Students donated blood at a Virginia Blood Services blood drive in the Commons Ballroom in the spirit of Halloween this week on Wednesday, Oct. 30 and Thursday, Oct. 31.
From start to finish, donating blood takes approximately 45 minutes, said Jenny Madden, senior account manager for Virginia Blood Services. Before sitting down for blood withdrawal, donors provide their contact information, details about their lifestyle, travel history and current list of medications, in addition to passing a physical exam. If you get through all of that, then your blood can be drawn, Madden said.
Similar drives are held nearly every month of the year on the Monroe Park and MCV campuses.
The donation process is detailed, but many students find satisfaction in knowing they are providing a life-saving product to fellow Virginia residents.
“I like to donate as much as I can,” said international business management major Yasmine Sayegh. “I’m part of the one percent of the population (with) B-negative blood. It’s rare … so they really like when I come by.”
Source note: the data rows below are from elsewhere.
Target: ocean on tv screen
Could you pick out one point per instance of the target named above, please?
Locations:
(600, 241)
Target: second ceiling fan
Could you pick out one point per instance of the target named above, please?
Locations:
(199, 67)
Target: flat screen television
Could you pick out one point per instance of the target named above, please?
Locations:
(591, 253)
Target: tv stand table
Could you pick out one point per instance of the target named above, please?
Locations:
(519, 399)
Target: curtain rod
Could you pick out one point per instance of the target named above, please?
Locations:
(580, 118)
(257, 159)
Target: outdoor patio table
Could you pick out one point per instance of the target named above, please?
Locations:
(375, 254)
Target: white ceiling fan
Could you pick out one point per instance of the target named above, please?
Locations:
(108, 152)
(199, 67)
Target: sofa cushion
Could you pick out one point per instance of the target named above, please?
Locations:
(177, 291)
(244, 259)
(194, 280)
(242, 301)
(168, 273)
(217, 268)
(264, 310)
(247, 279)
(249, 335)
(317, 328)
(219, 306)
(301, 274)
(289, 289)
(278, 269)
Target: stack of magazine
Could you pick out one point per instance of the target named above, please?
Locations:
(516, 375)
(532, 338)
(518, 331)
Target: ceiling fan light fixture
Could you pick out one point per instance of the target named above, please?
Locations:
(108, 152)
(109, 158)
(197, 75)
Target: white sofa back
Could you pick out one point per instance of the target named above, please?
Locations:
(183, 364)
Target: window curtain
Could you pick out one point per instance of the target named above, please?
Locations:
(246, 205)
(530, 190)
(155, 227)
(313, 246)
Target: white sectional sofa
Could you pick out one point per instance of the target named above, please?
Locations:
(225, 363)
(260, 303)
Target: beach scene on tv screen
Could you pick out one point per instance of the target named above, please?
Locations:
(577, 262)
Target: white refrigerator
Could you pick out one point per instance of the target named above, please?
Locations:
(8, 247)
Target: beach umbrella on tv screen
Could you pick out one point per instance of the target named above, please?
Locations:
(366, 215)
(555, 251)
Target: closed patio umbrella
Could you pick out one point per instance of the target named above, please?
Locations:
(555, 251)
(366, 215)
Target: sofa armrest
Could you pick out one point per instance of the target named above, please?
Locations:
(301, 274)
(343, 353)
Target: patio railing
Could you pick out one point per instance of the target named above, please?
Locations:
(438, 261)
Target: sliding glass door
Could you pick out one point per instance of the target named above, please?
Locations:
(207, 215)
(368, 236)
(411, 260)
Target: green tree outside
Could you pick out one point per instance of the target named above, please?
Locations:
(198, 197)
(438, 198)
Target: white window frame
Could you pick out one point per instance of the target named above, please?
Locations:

Christine Curtis, an exercise science major, started donating in high school and has been doing it ever since. “My sister had leukemia and had to do a lot of bone transfusions and all that, so that made me want to donate,” Curtis said.
Though many students like Curtis choose to give blood as often as they can, Madden said that occasionally donors are turned away for various reasons.
“A lot of the reasons at a college campus would be low weight or low iron, sometimes blood pressure. Those are the most common,” Madden said.
Other reasons for dismissal include traveling to areas with potential for malaria exposure, as well as taking select medications like Accutane that could be potentially toxic for the patient receiving the donated blood.
Biology major Araz Khalilpour waited nervously before donating blood for the first time on Wednesday. “I’ve always wanted to do it but I couldn’t because I travel a lot,” Khalipour said. ”Certain countries you go to, like I go to Asia and Europe, they said it’s a Malaria risk.”
Virginia Blood Services allows for donors to have blood drawn for a maximum of 15 minutes. During that time frame the goal is to extract one pint, called a “unit.”
After a blood donation drive the units are taken back to undergo testing for infectious diseases and are sent to hospitals throughout central Virginia within less than a day.
“It’s something everyone should try to do, definitely an interesting experience,” said education major Jennifer Ayers as she sat in the bed getting her blood drawn. “I’ve been doing it ever since I could.”
The September blood drive collected about 380 units of blood according to Madden. The next drive will be on Nov. 20 on the Monroe Park campus and Nov. 21st on MCV.